Week 7: Child Development

This week was SO beautiful for me, definitely in part due to the beautiful-ness in our teacher Leslie Freeman.  Leslie’s husband Scott taught us last week, and everything we covered last week about our God of Love and Justice spilled into this week as well, as we talked about the development of children and also children with disabilities.  Scott and Leslie have four sons: Kai, Ezra, Jude, and Koa, which made for lots of fun stories from them both, and definitely lots of wisdom from Leslie about the things she taught us, especially discipline.

I decided a long time ago that I would never spank my children, but my dilemma since then has been one of trying to figure out how to raise respectful kids while “sparing the rod.”  Lucky for me Leslie doesn’t believe in spanking either, and had lots of information about effective discipline.  The most important concept I took from that is that it’s scientifically proven that when children are afraid, their ability to learn stops.  When a parent puts fear into a situation by using physical discipline, or the threat of physical discipline, the child is actually unable to learn from that experience.  Leslie explained that instead of spankings or time-outs, she has time-ins on the couch, where she talks about what happened with her child and why it’s not okay to do what they did.  She also explained to us that when a child is too young to have a conversation with on the couch, they are also too young to have the ability to connect their actions with the punishment, so they won’t understand that they are being spanked because of their actions, they’ll only understand that they can’t trust their parent not to hurt them.

Interesting, right?

My very favorite thing that Leslie talked about is Attachment.  This is the theory that it is essential for babies to develop a secure relationship with at least one primary caregiver in order for them to develop normally.  A securely attached child will actually develop into a more independent adult, because they will feel safe to explore their world.  A secure attachment between a mother and her baby develops when the mom consistently meets the infant’s needs, which is why leaving a baby to cry is never ever EVER a good idea, because from that they will learn that what they have to say (through their cry) isn’t important, and that they can’t trust their parent to respond to them consistently.  Furthermore, the attachment relationship is a foundation on which every other relationship a child develops through their life will build upon.  Leslie told us passionately, “I am convinced that attachment is the heart of God.”  Why?  God’s intention for families is that they would model for a child the Love of Himself.  God wants to build a solid relationship with us, by consistently being there for us, and the more secure we are in our relationship with Him… the safer we will feel to live our lives, and the healthier our relationships will be with others.  It is SO interesting to me, and soon our school will have an entire week on attachment disorders.

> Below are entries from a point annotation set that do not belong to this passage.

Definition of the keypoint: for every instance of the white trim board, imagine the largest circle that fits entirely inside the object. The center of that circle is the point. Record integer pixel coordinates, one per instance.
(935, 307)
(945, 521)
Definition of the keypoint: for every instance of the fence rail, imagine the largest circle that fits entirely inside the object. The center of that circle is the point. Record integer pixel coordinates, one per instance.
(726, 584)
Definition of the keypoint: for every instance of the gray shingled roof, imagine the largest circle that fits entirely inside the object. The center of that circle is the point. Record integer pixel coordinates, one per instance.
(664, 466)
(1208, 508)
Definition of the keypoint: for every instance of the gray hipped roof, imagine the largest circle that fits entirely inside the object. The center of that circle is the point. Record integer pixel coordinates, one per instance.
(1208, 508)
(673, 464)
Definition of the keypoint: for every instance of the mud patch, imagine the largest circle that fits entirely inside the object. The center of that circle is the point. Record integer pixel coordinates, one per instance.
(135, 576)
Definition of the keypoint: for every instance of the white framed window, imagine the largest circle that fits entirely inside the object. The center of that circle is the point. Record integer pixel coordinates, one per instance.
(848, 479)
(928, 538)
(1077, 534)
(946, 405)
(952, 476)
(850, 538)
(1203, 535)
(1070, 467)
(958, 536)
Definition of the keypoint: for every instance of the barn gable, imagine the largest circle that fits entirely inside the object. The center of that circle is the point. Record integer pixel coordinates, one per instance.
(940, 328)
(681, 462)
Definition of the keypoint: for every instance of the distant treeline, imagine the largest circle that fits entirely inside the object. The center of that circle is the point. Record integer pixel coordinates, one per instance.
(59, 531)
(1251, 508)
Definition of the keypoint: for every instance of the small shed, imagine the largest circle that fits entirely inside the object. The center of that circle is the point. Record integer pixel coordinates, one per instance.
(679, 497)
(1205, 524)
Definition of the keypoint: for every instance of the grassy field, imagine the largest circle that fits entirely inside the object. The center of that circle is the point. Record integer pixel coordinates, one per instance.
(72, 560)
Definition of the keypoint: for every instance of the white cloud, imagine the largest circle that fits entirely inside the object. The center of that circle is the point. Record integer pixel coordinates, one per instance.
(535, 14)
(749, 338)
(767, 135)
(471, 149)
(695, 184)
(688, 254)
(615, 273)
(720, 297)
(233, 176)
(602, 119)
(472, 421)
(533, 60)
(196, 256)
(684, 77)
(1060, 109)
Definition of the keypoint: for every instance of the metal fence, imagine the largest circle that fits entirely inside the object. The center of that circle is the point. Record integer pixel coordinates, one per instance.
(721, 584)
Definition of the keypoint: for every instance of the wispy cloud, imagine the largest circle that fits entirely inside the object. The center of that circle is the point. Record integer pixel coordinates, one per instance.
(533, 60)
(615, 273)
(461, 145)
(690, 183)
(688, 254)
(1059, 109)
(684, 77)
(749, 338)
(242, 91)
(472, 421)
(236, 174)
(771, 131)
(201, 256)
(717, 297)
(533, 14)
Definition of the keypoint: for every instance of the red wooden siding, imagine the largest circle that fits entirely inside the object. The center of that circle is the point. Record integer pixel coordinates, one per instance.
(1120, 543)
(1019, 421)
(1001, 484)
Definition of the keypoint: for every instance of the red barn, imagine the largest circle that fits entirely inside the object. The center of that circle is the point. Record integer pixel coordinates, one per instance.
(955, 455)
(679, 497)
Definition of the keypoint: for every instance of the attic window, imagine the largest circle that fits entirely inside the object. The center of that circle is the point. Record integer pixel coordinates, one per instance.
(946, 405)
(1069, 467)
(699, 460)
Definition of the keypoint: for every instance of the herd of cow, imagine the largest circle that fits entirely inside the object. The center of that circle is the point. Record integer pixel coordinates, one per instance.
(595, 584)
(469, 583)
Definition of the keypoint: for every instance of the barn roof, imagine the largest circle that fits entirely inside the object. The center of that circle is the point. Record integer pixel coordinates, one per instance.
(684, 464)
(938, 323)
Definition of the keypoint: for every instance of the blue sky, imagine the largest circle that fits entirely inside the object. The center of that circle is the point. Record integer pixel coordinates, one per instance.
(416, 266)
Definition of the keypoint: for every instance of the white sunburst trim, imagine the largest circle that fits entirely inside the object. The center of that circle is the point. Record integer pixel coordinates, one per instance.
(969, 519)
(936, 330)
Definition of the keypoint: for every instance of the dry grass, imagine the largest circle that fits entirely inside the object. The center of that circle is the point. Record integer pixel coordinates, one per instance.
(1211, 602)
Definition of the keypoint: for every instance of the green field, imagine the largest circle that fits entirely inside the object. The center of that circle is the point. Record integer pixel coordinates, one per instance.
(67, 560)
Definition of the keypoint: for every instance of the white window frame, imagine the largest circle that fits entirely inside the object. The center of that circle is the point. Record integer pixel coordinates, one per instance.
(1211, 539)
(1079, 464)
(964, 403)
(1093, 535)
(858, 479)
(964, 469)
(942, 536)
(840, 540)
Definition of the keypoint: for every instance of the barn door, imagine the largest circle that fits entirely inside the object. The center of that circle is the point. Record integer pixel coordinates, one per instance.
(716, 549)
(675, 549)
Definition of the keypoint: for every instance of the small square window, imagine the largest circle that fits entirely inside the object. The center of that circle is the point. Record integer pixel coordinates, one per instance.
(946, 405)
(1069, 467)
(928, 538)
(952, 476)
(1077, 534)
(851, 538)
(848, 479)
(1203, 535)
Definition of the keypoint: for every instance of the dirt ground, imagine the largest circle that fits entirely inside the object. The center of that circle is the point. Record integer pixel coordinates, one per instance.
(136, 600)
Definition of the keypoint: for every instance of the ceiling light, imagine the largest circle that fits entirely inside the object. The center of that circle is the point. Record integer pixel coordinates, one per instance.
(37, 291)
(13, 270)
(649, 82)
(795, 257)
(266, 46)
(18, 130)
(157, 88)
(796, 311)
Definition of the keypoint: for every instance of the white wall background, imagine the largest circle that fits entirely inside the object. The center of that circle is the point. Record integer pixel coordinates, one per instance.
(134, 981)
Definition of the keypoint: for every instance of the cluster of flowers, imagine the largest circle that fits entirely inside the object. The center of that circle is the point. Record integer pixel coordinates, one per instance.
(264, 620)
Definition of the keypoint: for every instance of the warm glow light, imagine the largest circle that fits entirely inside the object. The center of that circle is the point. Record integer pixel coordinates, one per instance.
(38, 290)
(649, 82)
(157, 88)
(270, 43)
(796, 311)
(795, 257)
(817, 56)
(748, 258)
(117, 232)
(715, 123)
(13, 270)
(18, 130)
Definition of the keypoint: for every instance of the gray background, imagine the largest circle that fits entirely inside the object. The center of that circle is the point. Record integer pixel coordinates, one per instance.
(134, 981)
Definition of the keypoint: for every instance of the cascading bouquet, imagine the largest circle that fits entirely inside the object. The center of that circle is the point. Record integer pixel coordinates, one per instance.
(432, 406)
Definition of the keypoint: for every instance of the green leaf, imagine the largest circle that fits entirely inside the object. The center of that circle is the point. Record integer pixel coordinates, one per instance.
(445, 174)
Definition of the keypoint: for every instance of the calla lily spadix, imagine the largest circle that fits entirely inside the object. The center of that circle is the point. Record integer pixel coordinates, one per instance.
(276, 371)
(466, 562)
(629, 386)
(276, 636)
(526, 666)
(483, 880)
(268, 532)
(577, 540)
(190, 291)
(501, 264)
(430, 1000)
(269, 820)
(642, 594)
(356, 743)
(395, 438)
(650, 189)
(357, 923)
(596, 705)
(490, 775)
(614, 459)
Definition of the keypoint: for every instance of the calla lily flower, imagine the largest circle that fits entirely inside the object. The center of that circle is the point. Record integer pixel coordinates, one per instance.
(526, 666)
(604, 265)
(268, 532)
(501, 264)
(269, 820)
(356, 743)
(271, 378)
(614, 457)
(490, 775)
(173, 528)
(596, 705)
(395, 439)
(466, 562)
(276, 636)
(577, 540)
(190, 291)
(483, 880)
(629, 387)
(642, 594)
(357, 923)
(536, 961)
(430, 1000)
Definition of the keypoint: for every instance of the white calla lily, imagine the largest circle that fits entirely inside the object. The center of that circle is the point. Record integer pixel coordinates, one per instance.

Leslie told us that 5 year old Ezra processes things by singing songs he makes up to himself when he thinks that nobody is around, but she’ll write down the lyrics when she overhears him, and she sang us part of one of his songs, and it’s been making me laugh for days: “God is so big and so awesome and so great… and my brothers hit me sometimes and it hurts a lot, just like God dying on the cross… ”

I’ve been learning lots of facts in these months, and my favorite from this week is that newborns can only see 8-10 inches in front of them, which is the exact length between the faces of a mom and baby when baby is being breastfed.  Which has made me think a lot about how perfectly God has designed us, and with how much intention He created motherhood.  I’m reading the book “Why Not Women?” by Loren Cunningham, which explains in great depth the attitude Greeks, Romans, and even Jews had towards women when Jesus lived.  Because of the way women were portrayed in Greek and Roman mythology, women were usually viewed as evil, worthless, and sub-human, even by their husbands.  This week we talked about how much newborns need their MOM, and how in the first months of life the mother/baby relationship is the most important for the child.  I’ve been thinking how beautiful and redeeming it must have been for those oppressed women then, and even still now, that while most of society said “you are nothing” they would know that to their child they were literally everything.

The only downside to this week is that now.. I’m craving babies more than usual = ) ahaha.